Install `dataclr` using pip:

```bash
pip install dataclr
```

## Getting Started

### 1. Load Your Dataset

Prepare your dataset as pandas DataFrames or Series and preprocess it (e.g., encode categorical features and normalize numerical values):

```bash
import pandas as pd
from sklearn.preprocessing import StandardScaler

# Example dataset
X = pd.DataFrame({...})  # Replace with your feature matrix
y = pd.Series([...])     # Replace with your target variable

# Preprocessing
X_encoded = pd.get_dummies(X)  # Encode categorical features
scaler = StandardScaler()
X_normalized = pd.DataFrame(scaler.fit_transform(X_encoded), columns=X_encoded.columns)
```

### 2. Use `FeatureSelector`

The `FeatureSelector` is a high-level API that combines multiple methods to select the best feature subsets:

```bash
from sklearn.ensemble import RandomForestClassifier
from dataclr.feature_selection import FeatureSelector

# Define a scikit-learn model
my_model = RandomForestClassifier(n_estimators=100, random_state=42)

# Initialize the FeatureSelector
selector = FeatureSelector(
    model=my_model,
    metric="accuracy",
    X_train=X_train,
    X_test=X_test,
    y_train=y_train,
    y_test=y_test,
)

# Perform feature selection
selected_features = selector.select_features(n_results=5)
print(selected_features)
```

### 3. Use Singular Methods

For granular control, you can use individual feature selection methods:

```bash
from sklearn.linear_model import LogisticRegression
from dataclr.methods import MutualInformation

# Define a scikit-learn model
my_model = LogisticRegression(solver="liblinear", max_iter=1000)

# Initialize a method
method = MutualInformation(model=my_model, metric="accuracy")

# Fit and transform
results = method.fit_transform(X_train, X_test, y_train, y_test)
print(results)
```

## Benchmarks

As our algorithm produces multiple results, we selected benchmark results that balance feature count with performance, while being capable of achieving the best performance if needed.
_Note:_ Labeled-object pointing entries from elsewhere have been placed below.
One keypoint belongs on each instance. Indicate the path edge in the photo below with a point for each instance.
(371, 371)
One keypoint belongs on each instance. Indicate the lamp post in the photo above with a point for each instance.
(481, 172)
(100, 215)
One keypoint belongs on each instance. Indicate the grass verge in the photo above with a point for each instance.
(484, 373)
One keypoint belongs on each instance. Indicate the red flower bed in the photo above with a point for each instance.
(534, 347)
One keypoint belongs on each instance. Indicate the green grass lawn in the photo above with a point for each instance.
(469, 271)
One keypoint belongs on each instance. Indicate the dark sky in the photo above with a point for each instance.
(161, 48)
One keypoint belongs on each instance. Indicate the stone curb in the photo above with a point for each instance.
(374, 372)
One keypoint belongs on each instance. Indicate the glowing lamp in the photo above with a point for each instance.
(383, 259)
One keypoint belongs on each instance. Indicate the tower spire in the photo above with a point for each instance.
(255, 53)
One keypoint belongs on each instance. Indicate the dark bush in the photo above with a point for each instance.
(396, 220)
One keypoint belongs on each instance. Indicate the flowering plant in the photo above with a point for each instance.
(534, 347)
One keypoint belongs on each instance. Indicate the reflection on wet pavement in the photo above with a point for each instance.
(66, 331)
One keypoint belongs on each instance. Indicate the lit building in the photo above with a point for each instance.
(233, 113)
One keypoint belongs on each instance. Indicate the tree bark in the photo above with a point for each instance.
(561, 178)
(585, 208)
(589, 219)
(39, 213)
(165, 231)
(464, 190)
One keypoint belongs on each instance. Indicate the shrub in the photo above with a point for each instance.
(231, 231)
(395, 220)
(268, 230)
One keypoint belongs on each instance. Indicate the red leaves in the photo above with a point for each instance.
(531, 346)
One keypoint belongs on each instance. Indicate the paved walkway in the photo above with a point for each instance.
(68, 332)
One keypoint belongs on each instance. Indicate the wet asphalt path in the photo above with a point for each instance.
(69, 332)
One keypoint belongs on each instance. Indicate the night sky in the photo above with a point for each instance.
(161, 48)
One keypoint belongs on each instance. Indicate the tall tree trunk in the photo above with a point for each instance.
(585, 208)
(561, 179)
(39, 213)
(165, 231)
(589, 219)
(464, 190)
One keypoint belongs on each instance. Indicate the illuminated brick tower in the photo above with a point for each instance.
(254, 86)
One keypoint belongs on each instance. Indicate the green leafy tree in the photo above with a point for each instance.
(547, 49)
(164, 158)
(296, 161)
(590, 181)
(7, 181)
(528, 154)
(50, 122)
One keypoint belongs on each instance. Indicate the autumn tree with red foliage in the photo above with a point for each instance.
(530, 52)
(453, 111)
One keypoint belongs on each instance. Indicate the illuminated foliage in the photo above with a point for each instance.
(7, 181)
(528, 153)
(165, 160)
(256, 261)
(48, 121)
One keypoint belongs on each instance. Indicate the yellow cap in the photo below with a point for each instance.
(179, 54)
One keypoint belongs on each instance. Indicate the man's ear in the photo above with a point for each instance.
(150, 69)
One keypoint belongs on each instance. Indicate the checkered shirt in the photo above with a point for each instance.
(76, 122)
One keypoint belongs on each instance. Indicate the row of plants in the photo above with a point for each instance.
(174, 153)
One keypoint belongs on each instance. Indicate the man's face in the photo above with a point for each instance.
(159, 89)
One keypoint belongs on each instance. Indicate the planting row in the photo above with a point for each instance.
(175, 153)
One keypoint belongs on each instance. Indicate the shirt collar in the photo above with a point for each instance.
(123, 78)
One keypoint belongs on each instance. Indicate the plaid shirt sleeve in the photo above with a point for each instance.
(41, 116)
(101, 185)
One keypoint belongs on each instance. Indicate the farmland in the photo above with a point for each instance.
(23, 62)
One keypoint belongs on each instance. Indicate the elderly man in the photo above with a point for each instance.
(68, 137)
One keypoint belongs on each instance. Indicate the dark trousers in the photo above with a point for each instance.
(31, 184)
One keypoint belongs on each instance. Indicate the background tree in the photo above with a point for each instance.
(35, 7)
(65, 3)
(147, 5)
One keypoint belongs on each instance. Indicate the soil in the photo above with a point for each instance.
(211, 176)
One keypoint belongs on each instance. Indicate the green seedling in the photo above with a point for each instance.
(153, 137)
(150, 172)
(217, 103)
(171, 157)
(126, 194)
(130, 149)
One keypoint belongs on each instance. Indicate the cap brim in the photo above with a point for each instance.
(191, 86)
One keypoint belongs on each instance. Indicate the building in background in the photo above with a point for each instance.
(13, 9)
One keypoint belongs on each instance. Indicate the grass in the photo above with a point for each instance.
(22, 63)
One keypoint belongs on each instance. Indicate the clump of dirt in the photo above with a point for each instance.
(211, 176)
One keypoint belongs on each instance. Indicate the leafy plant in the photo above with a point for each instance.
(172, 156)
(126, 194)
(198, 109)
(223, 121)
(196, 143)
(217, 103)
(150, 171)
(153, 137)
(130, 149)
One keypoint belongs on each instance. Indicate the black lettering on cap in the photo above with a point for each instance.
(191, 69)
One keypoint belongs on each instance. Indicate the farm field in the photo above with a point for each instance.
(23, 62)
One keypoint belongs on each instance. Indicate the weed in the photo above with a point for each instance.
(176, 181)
![benchmark_bank](https://i.imgur.com/qiG1L9j.png)
![benchmark_students](https://i.imgur.com/FpY3N9h.png)
![benchmark_fifa](https://i.imgur.com/BDTkYgL.png)
![benchmark_uber](https://i.imgur.com/X3uYyCX.png)

## Documentation

Explore the <a href="https://www.dataclr.com">full documentation</a> for detailed usage
instructions, API references, and examples.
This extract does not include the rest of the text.